Monday, April 27, 2009

May 19th: Major Jackson and Lynne Sharon Schwarz

Major Jackson's books of poems are Hoops (2006, Norton) and Leaving Saturn (2002, University of Georgia Press). He has published poems and essays in American Poetry Review, Callaloo, The New Yorker, Poetry, and other literary magazines. Hoops was selected as a finalist for a NAACP Image Award in the category of Outstanding Literary Work in Poetry, and Leaving Saturn was awarded the Cave Canem Poetry Prize for a first book of poems and was a finalist for the National Book Critics Circle Award in poetry. His third volume of poetry Holding Company is forthcoming from W.W. Norton. He is a recipient of a Whiting Writers' Award and has been honored by the Pew Fellowship in the Arts and the Witter Bynner Foundation in conjunction with the Library of Congress. He took a B.A. from Temple University and an M.F.A. from the University of Oregon. Mr. Jackson has worked as the curator of literary arts at the Painted Bride Art Center in Philadelphia and the Mountain Writers' Center in Portland, and has taught at Columbia University, Xavier University of Louisiana, New York University, and University of Massachusetts - Lowell as the Jack Kerouac Writer-in-Residence. He lives in Burlington, Vermont, where he is the Richard Dennis Green and Gold Professor at University of Vermont. He serves as the Poetry Editor of the Harvard Review.

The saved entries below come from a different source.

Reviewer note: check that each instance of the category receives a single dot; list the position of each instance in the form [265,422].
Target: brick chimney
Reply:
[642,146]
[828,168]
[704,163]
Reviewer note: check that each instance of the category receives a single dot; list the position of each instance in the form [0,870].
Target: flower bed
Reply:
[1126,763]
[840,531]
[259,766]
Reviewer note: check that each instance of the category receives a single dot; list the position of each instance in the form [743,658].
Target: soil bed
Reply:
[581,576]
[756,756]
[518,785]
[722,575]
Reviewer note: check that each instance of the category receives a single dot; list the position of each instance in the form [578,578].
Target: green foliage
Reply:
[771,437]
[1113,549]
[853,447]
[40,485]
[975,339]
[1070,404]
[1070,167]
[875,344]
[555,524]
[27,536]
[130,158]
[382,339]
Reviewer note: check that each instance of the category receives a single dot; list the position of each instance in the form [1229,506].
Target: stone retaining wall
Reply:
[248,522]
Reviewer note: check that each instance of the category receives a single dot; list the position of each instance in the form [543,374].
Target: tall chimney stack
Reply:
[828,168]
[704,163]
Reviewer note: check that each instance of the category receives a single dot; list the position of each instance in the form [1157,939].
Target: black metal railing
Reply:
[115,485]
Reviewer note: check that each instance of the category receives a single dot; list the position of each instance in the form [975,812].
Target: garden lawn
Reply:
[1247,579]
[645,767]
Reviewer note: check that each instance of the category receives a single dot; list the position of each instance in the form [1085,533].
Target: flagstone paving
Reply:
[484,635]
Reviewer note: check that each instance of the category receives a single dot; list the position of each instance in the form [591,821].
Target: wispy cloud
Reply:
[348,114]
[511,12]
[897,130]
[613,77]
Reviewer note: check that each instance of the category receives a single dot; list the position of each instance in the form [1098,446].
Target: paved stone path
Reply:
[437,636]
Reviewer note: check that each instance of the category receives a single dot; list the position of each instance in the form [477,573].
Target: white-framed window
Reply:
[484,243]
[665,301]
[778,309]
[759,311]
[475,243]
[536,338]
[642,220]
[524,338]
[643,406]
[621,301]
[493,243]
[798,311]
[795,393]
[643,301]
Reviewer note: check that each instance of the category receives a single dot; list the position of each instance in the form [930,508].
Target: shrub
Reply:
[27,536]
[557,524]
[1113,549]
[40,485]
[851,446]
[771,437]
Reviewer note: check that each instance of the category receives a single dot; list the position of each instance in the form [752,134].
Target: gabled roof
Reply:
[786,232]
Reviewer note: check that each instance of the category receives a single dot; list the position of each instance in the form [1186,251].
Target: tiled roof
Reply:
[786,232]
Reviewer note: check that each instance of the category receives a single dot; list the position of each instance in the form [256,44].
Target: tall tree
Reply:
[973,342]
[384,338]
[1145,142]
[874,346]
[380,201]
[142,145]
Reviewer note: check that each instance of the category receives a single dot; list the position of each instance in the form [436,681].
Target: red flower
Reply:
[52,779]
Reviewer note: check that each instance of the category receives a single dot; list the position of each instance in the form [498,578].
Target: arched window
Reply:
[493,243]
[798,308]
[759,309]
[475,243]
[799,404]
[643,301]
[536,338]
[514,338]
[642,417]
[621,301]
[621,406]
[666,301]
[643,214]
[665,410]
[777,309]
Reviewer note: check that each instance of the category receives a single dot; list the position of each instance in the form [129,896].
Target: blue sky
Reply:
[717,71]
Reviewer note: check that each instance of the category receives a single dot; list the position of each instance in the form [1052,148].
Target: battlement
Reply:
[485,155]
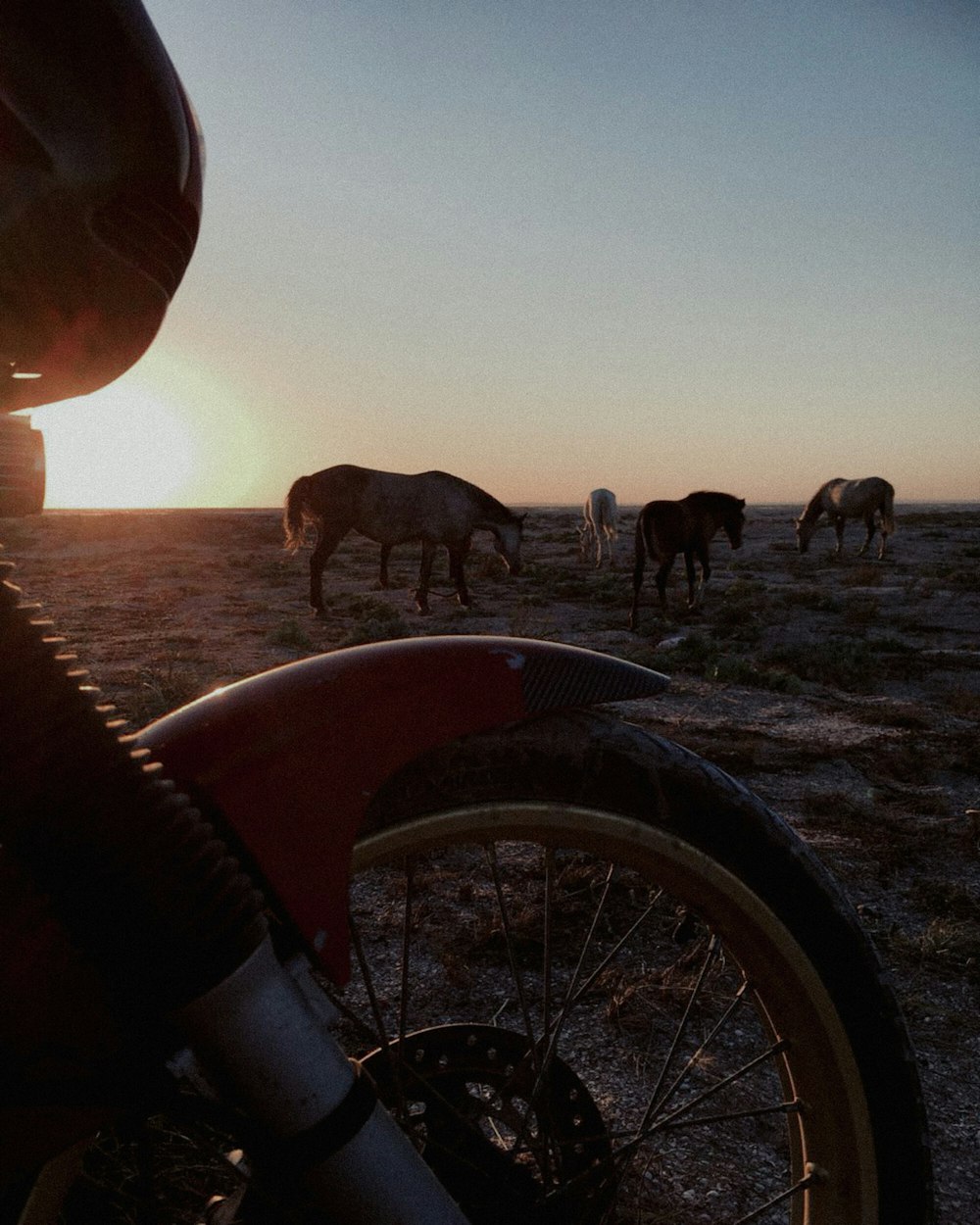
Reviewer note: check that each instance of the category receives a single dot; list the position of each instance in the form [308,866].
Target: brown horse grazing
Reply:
[666,528]
[391,509]
[844,500]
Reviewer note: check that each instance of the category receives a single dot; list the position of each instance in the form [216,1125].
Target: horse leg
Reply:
[425,572]
[327,540]
[706,573]
[641,562]
[662,572]
[457,574]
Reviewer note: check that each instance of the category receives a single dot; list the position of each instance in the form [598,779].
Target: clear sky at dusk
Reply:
[656,245]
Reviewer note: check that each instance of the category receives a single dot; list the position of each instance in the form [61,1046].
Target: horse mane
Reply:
[813,509]
[713,500]
[488,505]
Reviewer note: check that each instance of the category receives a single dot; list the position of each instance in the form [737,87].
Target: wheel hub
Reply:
[509,1138]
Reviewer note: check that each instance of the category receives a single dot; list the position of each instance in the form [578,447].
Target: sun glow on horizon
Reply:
[163,435]
[122,447]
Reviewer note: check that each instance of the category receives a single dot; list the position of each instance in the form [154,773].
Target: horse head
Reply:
[734,522]
[804,532]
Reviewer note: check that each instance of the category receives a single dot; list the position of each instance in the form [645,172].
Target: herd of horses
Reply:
[440,510]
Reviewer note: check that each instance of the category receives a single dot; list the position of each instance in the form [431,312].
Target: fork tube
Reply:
[263,1040]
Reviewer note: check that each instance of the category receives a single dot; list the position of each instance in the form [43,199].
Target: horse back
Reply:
[662,528]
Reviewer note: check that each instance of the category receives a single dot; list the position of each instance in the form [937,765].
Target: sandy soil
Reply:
[846,692]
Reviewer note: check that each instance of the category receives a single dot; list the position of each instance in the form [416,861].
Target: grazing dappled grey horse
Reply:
[666,528]
[843,500]
[599,519]
[391,509]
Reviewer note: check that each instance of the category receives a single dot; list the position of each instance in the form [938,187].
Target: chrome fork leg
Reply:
[263,1040]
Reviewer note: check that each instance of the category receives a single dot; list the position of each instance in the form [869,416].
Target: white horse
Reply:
[849,500]
[599,517]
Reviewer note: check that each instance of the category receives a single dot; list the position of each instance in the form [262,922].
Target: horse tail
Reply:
[297,513]
[888,509]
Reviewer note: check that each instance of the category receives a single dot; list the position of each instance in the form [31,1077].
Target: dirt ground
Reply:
[844,691]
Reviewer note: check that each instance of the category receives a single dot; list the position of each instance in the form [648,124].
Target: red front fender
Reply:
[293,756]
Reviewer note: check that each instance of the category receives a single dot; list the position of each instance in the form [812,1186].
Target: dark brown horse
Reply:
[666,528]
[391,509]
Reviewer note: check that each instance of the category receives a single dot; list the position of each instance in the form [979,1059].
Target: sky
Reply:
[655,245]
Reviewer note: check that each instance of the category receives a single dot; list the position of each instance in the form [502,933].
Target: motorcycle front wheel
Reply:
[598,980]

Lynne Sharon Schwartz’s most recent book is the memoir, Not Now, Voyager, just out from Counterpoint. Among her 21 books are the novels The Writing on the Wall; In the Family Way, Disturbances in the Field; Leaving Brooklyn (nominated for a PEN/Faulkner Award) and Rough Strife (nominated for a National Book Award). She is also the author of the poetry collection, In Solitary; the memoir, Ruined by Reading, and, most recently, she edited The Emergence of Memory: Conversations with W.G. Sebald, a collection of essays and interviews. Her work has been reprinted in The Best American Short Stories, The O. Henry Prize Stories, The Best American Essays, and many other anthologies, and her reviews have appeared in leading magazines and newspapers. She teaches at the Bennington Writing Seminars.